Defining a GetHashCode method can be easy and straightforward. But depending on your data types and the distribution of data, it can be tricky to come up with a hashing algorithm that returns a well-distributed range of values. Here’s a simple example that will probably work just fine for Point objects:

internal sealed class Point {

     private readonly Int32 m_x, m_y;

     public override Int32 GetHashCode() {

          return m_x ^ m_y; // m_x XOR'd with m_y

     }

     ...

}

When selecting an algorithm for calculating hash codes for instances of your type, try to follow these guidelines:

.. Use an algorithm that gives a good random distribution for the best performance of the hash table.

.. Your algorithm can also call the base type’s GetHashCode method, including its return value.
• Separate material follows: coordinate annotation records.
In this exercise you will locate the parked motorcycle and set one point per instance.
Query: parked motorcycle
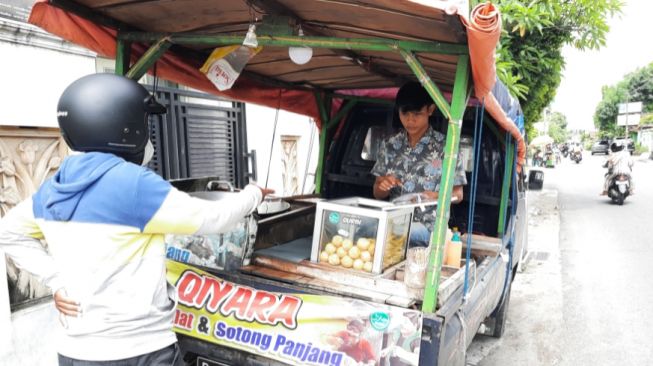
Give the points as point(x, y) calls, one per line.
point(619, 188)
point(549, 159)
point(538, 160)
point(564, 150)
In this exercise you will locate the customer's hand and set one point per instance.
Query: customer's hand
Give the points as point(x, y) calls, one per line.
point(65, 304)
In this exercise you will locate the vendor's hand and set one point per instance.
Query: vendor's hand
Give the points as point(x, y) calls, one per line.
point(387, 352)
point(65, 304)
point(388, 182)
point(431, 195)
point(266, 191)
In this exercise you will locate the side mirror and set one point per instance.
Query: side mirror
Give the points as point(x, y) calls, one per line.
point(535, 179)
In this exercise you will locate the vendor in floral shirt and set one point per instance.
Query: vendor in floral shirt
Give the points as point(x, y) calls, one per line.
point(411, 160)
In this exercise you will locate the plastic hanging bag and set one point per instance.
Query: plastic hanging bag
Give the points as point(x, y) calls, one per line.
point(225, 64)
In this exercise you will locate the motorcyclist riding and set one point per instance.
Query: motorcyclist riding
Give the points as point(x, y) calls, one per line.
point(576, 152)
point(618, 163)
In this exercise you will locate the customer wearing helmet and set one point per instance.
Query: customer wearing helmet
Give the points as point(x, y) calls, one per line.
point(619, 162)
point(104, 217)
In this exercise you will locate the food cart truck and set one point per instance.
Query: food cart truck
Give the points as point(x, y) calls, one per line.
point(271, 291)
However, you don’t generally want to call Object’s or ValueType’s GetHashCode method, because the implementation in either method doesn’t lend itself to highperformance hashing algorithms.

.. Your algorithm should use at least one instance field.

.. Ideally, the fields you use in your algorithm should be immutable; that is, the fields should be initialized when the object is constructed, and they should never again change during the object’s lifetime.

.. Your algorithm should execute as quickly as possible.

.. Objects with the same value should return the same code. For example, two String objects with the same text should return the same hash code value.

System.Object’s implementation of the GetHashCode method doesn’t know anything about its derived type and any fields that are in the type. For this reason, Object’s GetHashCode method returns a number that is guaranteed to uniquely identify the object within the AppDomain; this number is guaranteed not to change for the lifetime of the object. After the object is garbage collected, however, its unique number can be reused as the hash code for a new object.

Note If a type overrides Object’s GetHashCode method, you can no longer call it to get a unique ID for the object. If you want to get a unique ID (within an AppDomain) for an object, the FCL provides a method that you can call. In the System.Runtime.CompilerServices namespace, see the RuntimeHelpers class’s public, static GetHashCode method that takes a reference to an Object as an argument. RuntimeHelpers’ GetHashCode method returns a unique ID for an object even if the object’s type overrides Object’s GetHashCode method. This method got its name because of its heritage, but it would have been better if Microsoft had named it something like GetUniqueObjectID.

System.ValueType’s implementation of GetHashCode uses reflection (which is slow) and XORs some of the type’s instance fields together. This is a naïve implementation that might be good for some value types, but I still recommend that you implement GetHashCode yourself because you’ll know exactly what it does, and your implementation will be faster than ValueType’s implementation.

8. Dynamic Primitive Type

Important Do not confuse dynamic and var. Declaring a local variable using var is just a syntactical shortcut that has the compiler infer the specific data type from an expression. The var keyword can be used only for declaring local variables inside a method while the dynamic keyword can be used for local variables, fields, and arguments. You cannot cast an expression to var but you can cast an expression to dynamic. You must explicitly initialize a variable declared using var while you do not have to initialize a variable declared with dynamic.

Important A dynamic expression is really the same type as System.Object. The compiler assumes that whatever operation you attempt on the expression is legal, so the compiler will not generate any warnings or errors. However, exceptions will be thrown at runtime if you attempt to execute an invalid operation. In addition, Visual Studio cannot offer any IntelliSense support to help you write code against a dynamic expression. You cannot define an extension method that extends dynamic, although you can define one that extends Object. And, you cannot pass a lambda expression or anonymous method as an argument to a dynamic method call since the compiler cannot infer the types being used.